Top 20 Snowflake Interview Questions & Answers (2025)
Below are the 20 most commonly asked Snowflake interview topics — explained clearly and practically.
1. What is Snowflake’s architecture and why is it unique?
Snowflake uses a multi-cluster shared data architecture, separating compute, storage, and cloud services.
- Storage sits in cloud object storage (S3/GCS/Azure Blob).
- Compute uses virtual warehouses.
- Cloud services handle security, metadata, optimization, etc.
This separation allows independent scaling, which is Snowflake’s biggest advantage.
2. Explain Virtual Warehouses and how scaling works.
A Virtual Warehouse is compute used for query processing.
Supports:
- Scaling Up → increase size (S → M → L)
- Scaling Out → multi-cluster (auto-scale for concurrency)
Warehouses can auto-suspend and auto-resume to save credits.
3. Difference between Cloning vs Zero-Copy Cloning.
Snowflake always uses zero-copy cloning — meaning it creates a metadata pointer, not a physical copy of data.
You can clone tables, schemas, databases instantly without extra storage.
4. What is Time Travel?
Allows accessing historical data (deleted/updated/overwritten) within a retention window (1–90 days).
Syntax:
SELECT * FROM table AT (OFFSET => -60*60);
5. How does Fail-safe work?
Fail-safe provides a 7-day recovery window after Time Travel expires.
It’s managed by Snowflake internally and cannot be queried by users.
6. What is Micro-Partitioning?
Snowflake stores data in immutable micro-partitions (50–500 MB), automatically sorted and compressed.
This enables efficient pruning → better performance and lower cost.

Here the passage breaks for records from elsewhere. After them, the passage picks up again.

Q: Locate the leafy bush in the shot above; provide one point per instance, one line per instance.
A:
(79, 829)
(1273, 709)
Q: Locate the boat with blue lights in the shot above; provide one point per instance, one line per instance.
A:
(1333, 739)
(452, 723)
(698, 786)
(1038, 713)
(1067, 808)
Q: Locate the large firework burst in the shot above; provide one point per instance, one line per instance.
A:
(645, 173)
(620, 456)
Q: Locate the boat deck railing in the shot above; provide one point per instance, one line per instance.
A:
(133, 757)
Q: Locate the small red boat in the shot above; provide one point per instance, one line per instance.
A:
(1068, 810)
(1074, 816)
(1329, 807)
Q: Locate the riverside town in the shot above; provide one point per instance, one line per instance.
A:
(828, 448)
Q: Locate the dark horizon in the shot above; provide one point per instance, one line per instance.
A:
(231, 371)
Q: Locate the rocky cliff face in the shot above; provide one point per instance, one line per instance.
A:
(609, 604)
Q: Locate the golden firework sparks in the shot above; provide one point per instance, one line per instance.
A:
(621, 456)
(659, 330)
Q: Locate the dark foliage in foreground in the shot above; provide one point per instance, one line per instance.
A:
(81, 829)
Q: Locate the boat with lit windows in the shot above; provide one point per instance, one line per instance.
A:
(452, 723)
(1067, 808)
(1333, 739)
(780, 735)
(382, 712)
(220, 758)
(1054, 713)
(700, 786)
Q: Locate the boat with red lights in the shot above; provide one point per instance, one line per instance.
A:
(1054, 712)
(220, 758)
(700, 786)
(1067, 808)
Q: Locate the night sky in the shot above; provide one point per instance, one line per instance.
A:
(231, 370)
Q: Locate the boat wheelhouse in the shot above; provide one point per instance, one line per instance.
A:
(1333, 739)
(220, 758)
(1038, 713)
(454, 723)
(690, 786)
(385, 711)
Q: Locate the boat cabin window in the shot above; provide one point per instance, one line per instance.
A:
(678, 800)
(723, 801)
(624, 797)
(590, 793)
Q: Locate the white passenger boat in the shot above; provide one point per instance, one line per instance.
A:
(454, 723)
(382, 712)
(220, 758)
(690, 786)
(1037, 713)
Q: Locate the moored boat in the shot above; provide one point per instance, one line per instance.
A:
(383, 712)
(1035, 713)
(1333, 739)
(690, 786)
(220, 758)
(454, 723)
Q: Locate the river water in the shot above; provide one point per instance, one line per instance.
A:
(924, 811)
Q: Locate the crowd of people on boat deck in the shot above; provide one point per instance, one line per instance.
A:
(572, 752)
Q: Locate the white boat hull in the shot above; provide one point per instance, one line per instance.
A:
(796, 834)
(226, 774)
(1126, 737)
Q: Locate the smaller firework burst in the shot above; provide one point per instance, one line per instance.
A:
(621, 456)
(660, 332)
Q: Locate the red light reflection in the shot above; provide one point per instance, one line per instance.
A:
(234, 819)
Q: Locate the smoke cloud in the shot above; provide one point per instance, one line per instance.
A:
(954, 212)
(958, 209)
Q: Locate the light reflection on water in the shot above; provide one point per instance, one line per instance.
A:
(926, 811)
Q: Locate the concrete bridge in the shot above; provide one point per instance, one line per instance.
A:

7. Explain Caching Layers in Snowflake.
Snowflake has 3 major caches:
- Result Cache → returns results instantly (if query repeated)
- Metadata Cache → micro-partition boundary metadata
- Local Disk Cache → cached data on warehouse nodes
Caching improves speed without extra cost.

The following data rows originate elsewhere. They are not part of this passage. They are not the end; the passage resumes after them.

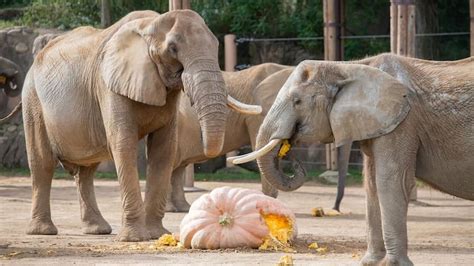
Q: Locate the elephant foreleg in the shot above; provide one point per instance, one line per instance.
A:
(92, 220)
(42, 163)
(375, 245)
(124, 151)
(343, 154)
(161, 152)
(176, 199)
(394, 183)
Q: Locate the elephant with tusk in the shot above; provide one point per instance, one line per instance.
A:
(412, 117)
(241, 128)
(91, 94)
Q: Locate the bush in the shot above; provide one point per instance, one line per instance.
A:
(62, 14)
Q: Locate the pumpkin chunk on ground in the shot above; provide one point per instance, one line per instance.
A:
(280, 233)
(166, 240)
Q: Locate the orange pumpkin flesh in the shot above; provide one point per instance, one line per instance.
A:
(279, 227)
(232, 217)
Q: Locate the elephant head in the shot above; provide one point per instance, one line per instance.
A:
(11, 78)
(150, 56)
(327, 102)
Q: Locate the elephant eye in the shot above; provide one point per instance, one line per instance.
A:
(172, 48)
(296, 101)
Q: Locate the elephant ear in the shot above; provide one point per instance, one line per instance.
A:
(369, 103)
(267, 90)
(128, 68)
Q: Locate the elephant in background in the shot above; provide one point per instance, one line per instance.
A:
(258, 85)
(412, 117)
(92, 94)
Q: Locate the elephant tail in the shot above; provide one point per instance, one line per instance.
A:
(11, 114)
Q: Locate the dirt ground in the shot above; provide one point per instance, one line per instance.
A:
(440, 234)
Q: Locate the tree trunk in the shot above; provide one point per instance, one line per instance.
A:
(12, 144)
(105, 14)
(427, 22)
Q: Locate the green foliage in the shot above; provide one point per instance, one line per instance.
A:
(262, 18)
(14, 3)
(65, 14)
(8, 24)
(62, 14)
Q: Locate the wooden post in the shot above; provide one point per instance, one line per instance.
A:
(402, 37)
(333, 52)
(403, 27)
(393, 27)
(230, 48)
(189, 172)
(411, 30)
(471, 2)
(105, 19)
(179, 4)
(402, 30)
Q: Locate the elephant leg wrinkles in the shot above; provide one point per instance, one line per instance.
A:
(124, 151)
(394, 181)
(375, 246)
(92, 220)
(41, 162)
(176, 199)
(161, 153)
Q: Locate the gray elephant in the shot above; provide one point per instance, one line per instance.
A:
(92, 94)
(11, 77)
(420, 123)
(241, 129)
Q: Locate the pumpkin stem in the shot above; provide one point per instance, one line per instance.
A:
(225, 219)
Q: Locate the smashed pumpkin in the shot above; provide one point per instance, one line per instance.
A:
(235, 217)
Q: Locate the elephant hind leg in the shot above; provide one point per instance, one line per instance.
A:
(375, 244)
(42, 163)
(92, 220)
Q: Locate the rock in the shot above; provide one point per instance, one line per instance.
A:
(330, 177)
(11, 128)
(21, 48)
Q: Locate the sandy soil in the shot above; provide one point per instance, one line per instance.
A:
(440, 234)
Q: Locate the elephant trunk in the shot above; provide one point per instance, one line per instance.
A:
(204, 84)
(269, 164)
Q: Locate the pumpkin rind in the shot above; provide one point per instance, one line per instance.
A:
(229, 218)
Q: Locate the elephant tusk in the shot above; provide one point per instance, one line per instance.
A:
(243, 107)
(254, 155)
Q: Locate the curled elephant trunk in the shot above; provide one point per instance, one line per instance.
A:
(204, 84)
(269, 165)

8. External vs Internal Stages.
- Internal Stage → inside Snowflake (named stage, table stage)
- External Stage → cloud storage (S3, GCS, Azure)
Used for ingesting or unloading files.
9. What is a Stream?
Streams track changes (CDC) on tables — inserts, updates, deletes.
Used with Tasks for incremental ingestion.
10. What is a Task?
Tasks schedule SQL execution (like cron jobs).
Used to automate pipelines, e.g. incremental loads with Streams.
11. Explain Snowpipe and how it works.
Snowpipe enables continuous data ingestion using:
- Event notifications (S3, GCS, Azure)
- COPY statements triggered automatically
It loads data in micro-batches.
12. Role-Based Access Control (RBAC)
Snowflake follows hierarchical RBAC:
- Users
- Roles
- Privileges
- Objects
Best practice: assign roles → roles → users (never direct privileges to users).
13. Transient Tables vs Temporary Tables.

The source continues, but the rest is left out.